Herein lies both the beauty and the terror of this new era. On the one hand it is healthy that the political furniture is being rearranged. Labour and National have treated the electorate with casual contempt for decades, offering stale managerialism disguised as vision. Their dominance left too many New Zealanders alienated, too many issues -housing, inequality, climate - fobbed off with excuses. Smaller parties breaking through is, at least in theory, a corrective. A diversity of voices, more genuine debate and less arrogance from the big two.
But on the other hand - good God. Hobbyhorse politics can gallop very fast when given actual reins. ACT dreams of rewriting the Treaty principles as if centuries of colonisation could be tidied up with a whiteboard marker. New Zealand First thrives on sowing suspicion, promising everything to everyone and delivering mainly confusion. The Greens, with James Shaw gone, are flexing harder than ever, knowing Labour can’t win without them and Te Pāti Māori, with its unapologetic radicalism, frightens centrist voters who still yearn for a calm voice reassuring them that nothing too interesting will ever happen.
So, what are we left with? A politics where coalition is no longer an accident but the default setting. Every election result now guarantees a post-poll bazaar where parties hawk policies for ministerial portfolios. Voters can no longer assume that ticking National or Labour means those parties’ manifestos will be carried out. Instead, every ballot comes with fine print - “Warning - contents may be altered by coalition negotiations.”
The benefits are real. Smaller parties can force issues into the spotlight that Labour and National would otherwise bury. Without the Greens, climate policy would be even thinner gruel. Without ACT, debates about regulatory reform wouldn’t exist at all, even if their solutions are best filed under “Mad Science.” Without Te Pāti Māori, Treaty justice would slide off the agenda. Without Winston… well, we’d lose the comic relief, at least.
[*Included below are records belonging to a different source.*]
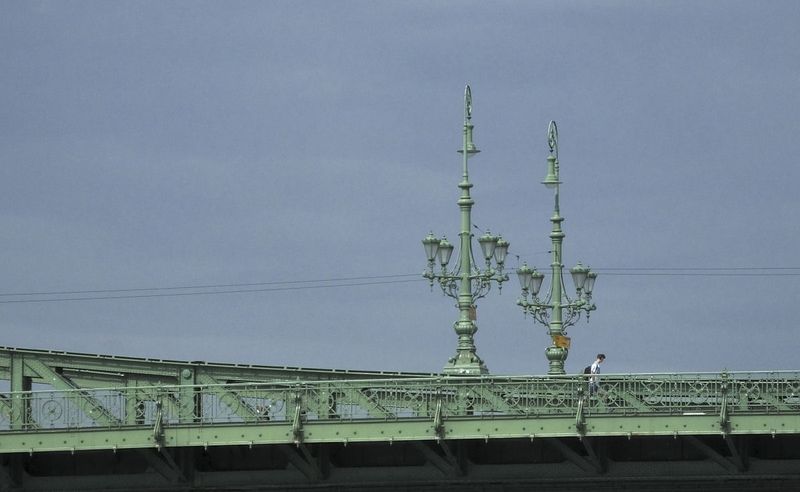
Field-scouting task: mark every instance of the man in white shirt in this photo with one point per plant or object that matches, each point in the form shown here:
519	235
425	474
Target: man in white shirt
594	378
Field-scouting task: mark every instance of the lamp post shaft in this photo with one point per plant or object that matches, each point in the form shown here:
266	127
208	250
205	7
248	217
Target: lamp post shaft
466	360
557	311
556	355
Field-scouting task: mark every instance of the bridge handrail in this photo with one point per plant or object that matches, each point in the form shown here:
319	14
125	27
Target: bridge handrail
771	392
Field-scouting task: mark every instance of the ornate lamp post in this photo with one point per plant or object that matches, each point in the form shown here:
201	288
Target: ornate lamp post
556	311
466	281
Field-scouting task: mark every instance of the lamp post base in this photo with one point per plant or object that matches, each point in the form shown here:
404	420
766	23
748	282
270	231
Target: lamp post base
556	357
465	364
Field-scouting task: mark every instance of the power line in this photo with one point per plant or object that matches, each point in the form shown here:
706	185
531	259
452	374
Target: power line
208	286
357	281
212	292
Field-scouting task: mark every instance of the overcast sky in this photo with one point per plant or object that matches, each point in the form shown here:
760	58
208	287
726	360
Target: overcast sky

But the dangers are equally clear. Policy zig-zagging. Governments paralysed by vetoes. Leaders defined not by their vision but by how well they appease their cranky allies. Luxon is already finding that defending inaction as “coalition management” doesn’t sound inspiring, it sounds like the political version of being henpecked. Labour, when its turn comes, will discover the same thing. You can’t promise stability while clinging to partners whose very purpose is to make noise.
The irony is delicious. MMP was supposed to break the stranglehold of Labour and National, but it took voters 30 years to fully embrace that possibility. Now, as the duopoly collapses, the question is whether we’ve traded boredom for chaos.
Should we cheer? Probably. Nothing keeps politicians honest like knowing they no longer own the keys to the kingdom. Should we worry? Absolutely. A Parliament full of small parties wielding oversized leverage could turn every budget into a hostage negotiation and should we feel sorry for Labour and National? Not in the slightest. After decades of arrogance, they are finally reaping what they sowed - irrelevance dressed up as leadership.
The future of New Zealand politics is a patchwork quilt stitched by parties with wildly different fabrics - scratchy wool, shiny polyester and the occasional piece of velvet. It might keep us warm, or it might fall apart at the seams. Either way, the days of the bland duopoly are over. And perhaps, just perhaps, that’s the most democratic mess we could ask for.
As we enter these choppy and uncertain waters, one thing is clear. The childish bickering, point-scoring, dishonesty and unwillingness to even attempt to walk a mile in another’s shoes has got to stop. We have a country here that despite successive governments best efforts is still one of the most attractive and desirable places in the world to live, but let’s not kid ourselves.
The absolute cluster**** that is our infrastructure, the alarming degradation of our natural environment, the callousness of our treatment of the marginalised and our disgusting gutlessness about having our voice heard about the evils rampant in other parts of the world are eating away at our national soul.
We’re better than this, but what makes us special can and will all slip away if we aren’t vigilant and the first place we need to exercise our collective disappointment is with our political parties and the instruction to them needs to be unequivocal – “grow up, you’re embarrassing us all”.